Роль и воображаемая ситуация, их значение в мотивации игры
Вопрос о мотивах игровой деятельности является одним из центральных. Не случайно основные расхождения во взглядах на игру сосредоточивались вокруг проблемы побуждений, приводящих к игре. Теории удовольствия, наслаждения, внутренних первичных влечений, самоутверждения — все «глубинные теории» есть в сущности теории тех побудительных сил, которые вызывают к жизни игру. Основной порок этих теоретических концепций в том, как в них рассматриваются побудительные силы игры: они по этим концепциям заключаются в субъекте, в ребенке — его переживаниях. В этих теориях игнорируется тот факт, что сами эти переживания являются лишь вторичными симптомами, сопровождающими деятельность и свидетельствующими о том, как она протекает, но ничего не говорящими о действительных объективных побудителях деятельности. В отношении развития ребенка установилась даже такая точка зрения, что чем моложе ребенок, тем больше он определяется в своем поведении внутренними, в конце концов врожденными биологическими влечениями и потребностями. В действительности, как нам представляется, дело обстоит совсем иначе. Заметим в скобках, что побуждающий характер новизны, открытый в исследованиях Н. Л. Фигурина и М. П. Денисовой (1929), и побуждающий характер предметов, открытый в исследованиях К. Левина, не были достаточно оценены при обсуждении вопроса о побудительных причинах деятельности маленького ребенка. Решение общего вопроса о мотивах деятельности человека не входит сейчас в нашу задачу. Наша задача — подойти к анализу мотивов игры.

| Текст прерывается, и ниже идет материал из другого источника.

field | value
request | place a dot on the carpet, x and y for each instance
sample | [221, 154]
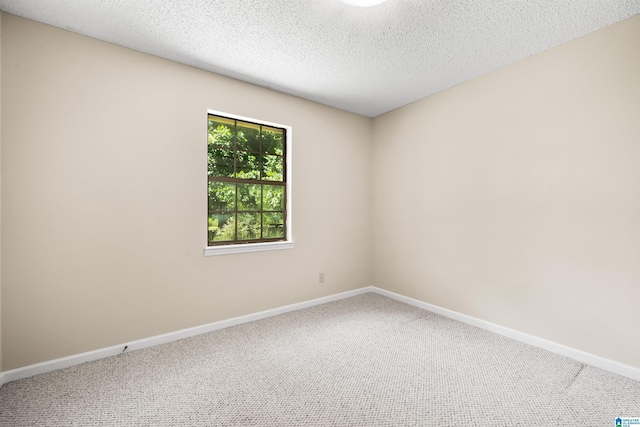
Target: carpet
[362, 361]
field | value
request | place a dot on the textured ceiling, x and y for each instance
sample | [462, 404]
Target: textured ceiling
[365, 60]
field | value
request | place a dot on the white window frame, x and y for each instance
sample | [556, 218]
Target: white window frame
[261, 246]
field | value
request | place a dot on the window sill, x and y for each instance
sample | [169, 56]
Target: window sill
[245, 248]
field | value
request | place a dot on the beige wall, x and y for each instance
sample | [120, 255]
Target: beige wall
[104, 197]
[515, 197]
[1, 17]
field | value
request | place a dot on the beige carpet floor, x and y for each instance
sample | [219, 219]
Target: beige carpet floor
[362, 361]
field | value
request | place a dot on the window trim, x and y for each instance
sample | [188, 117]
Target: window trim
[235, 248]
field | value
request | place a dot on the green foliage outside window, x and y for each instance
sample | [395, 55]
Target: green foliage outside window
[246, 182]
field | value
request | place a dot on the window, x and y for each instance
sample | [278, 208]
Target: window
[248, 192]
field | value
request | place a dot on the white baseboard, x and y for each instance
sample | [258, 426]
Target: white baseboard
[579, 355]
[76, 359]
[65, 362]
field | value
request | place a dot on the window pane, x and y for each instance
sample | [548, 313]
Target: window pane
[272, 141]
[272, 168]
[220, 161]
[248, 226]
[273, 225]
[221, 132]
[222, 196]
[249, 197]
[222, 227]
[273, 198]
[248, 165]
[248, 137]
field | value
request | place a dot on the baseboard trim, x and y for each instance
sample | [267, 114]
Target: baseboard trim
[579, 355]
[65, 362]
[77, 359]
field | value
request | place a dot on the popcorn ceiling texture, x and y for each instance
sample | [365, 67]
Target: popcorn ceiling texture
[365, 60]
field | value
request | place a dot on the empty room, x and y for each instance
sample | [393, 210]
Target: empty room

Одним из первых исследований, в котором сделана попытка подойти экспериментальным путем к решению этого вопроса, является исследование Л. С. Славиной (1948)1. Л. С. Славина начала свое исследование с наблюдений над играми по одному и тому же сюжету детей младшего и старшего дошкольного возраста. Эти игры, несмотря на тождество сюжета, существенно отличаются по своему характеру у детей разных возрастных групп. Наблюдения велись над элементарной игрой с бытовыми сюжетами: в «семью» или «детский сад» в отдельной экспериментальной комнате, в которой находились специально подобранные игрушки: куклы, мебель, столовая ; чайная посуда, плита с кухонными принадлежностями, а также несколько ведер и тарелок большего размера, чем вся посуда, и большое количество мелких кубиков и кирпичиков, которые можно было накладывать в эти ведра и тарелки. Наблюдения велись одновременно за двумя детьми на протяжении нескольких сеансов, каждый продолжительностью от одного до полутора часов.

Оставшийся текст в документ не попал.